The FLOWERS are without perianth. The MALE FLOWER is sometimes an enormous collection of stamens (Fig. [258]), which are flat in some (Cycas, Fig. [241]), shield-like in others (Zamia, Ceratozamia) like the sporophylls in Horsetail (Fig. [259]); but in all, the pollen-sacs are situated in large and varying numbers on the back of the stamens, and arranged in groups of 2–5, like the sporangia in the sori of the Ferns (Fig. [241] b, c). Female flowers are wanting in Cycas, because the carpels do not terminate the apical growth of the stem. After a group of foliage-and of scale-leaves, a group of carpels is developed, which are pinnate and resemble the foliage-leaves, bearing on their edges a number of ovules (most frequently 5–6) (Figs. [245], [256]); the same stem produces successively scale-leaves, foliage-leaves, and carpels. The differentiation is not much more advanced than in certain Ferns (Struthiopteris, Blechnum), where barren and fertile leaves of different form regularly alternate. The other genera have female flowers; the carpels are shield-like in Zamia and Ceratozamia (Fig. [246]), and collected into cone-like flowers, which terminate the growth of the stem (Fig. [259]).
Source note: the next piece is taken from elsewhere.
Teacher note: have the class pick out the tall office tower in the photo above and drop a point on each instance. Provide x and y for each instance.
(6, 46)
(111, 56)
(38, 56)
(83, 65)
The number of ovules in these instances is two to each carpel.
The SEEDS are large (most frequently 2–6 centimetres long) and plum-like; the external layer of the testa is fleshy, while the internal one is hard and horny. There are two systems of vascular bundles in the testa, one outside, the other inside the stone. The embryo is straight, attached to the end of the suspensor, which is often long, filamentous, and rolled up; it has one or two cotyledons.
The embryo in Ceratozamia and others is very slightly developed, at the time when the ripe seed is detached from the carpel; and it is not until after sowing that its further development and germination proceed. This calls to mind the Cryptogams, especially Selaginella, whose macrospores are thrown off filled with endosperm; but the oosphere is not fertilised till after the separation of the macrospore from the parent-plant, while in the Cycadeæ fertilisation is effected before the separation. In Cycas the testa may rupture, and the endosperm grow and become green in the light, even though no embryo has been formed. This also is an indication of its prothalloid nature.
Gum-passages are present in all organs. Collateral vascular bundles, with spiral and scalariform tracheides, are found; and normal thickening takes place by means of a cambium. An exceptional mode of growth is found in Cycas and Encephalartos, the cambium ceases to divide after a time and is replaced by a new cambium which arises in the cortical parenchyma just outside the bast, and which forms a new ring of xylem and phlœem. This may be repeated so that a number of concentric rings are produced. In Ceratozamia, structures resembling corals extend from the roots in a vertical direction and appear on the surface of the soil; these are peculiar roots, in which a symbiotic Alga (Anabæna) is found.
The Cycadeæ were formerly (from the Coal period to the Later Cretaceous) far more numerous than at the present day. They appear to have been most numerous in the Trias and Jurassic. The remnant (75 species) which have persisted to the present time are found in all tropical countries. Cycas (Trop. and Sub-trop., Eastern Hemisphere); Dioon (Mexico); Macrozamia (Australia); Encephalartos (Trop. and S. Africa); Stangeria (Fig. [258], Sub-trop. South and East Africa); Bowenia (Trop. Australia); Ceratozamia (Mexico, New Granada, Western Brazil); Microcycas (Cuba); Zamia (Trop. and Sub-trop. N. America.)
Uses. Sago is made from the starch-containing pith of Cycas revoluta and circinalis. The leaves are often used at funerals and church festivals, under the name of “palm-branches.”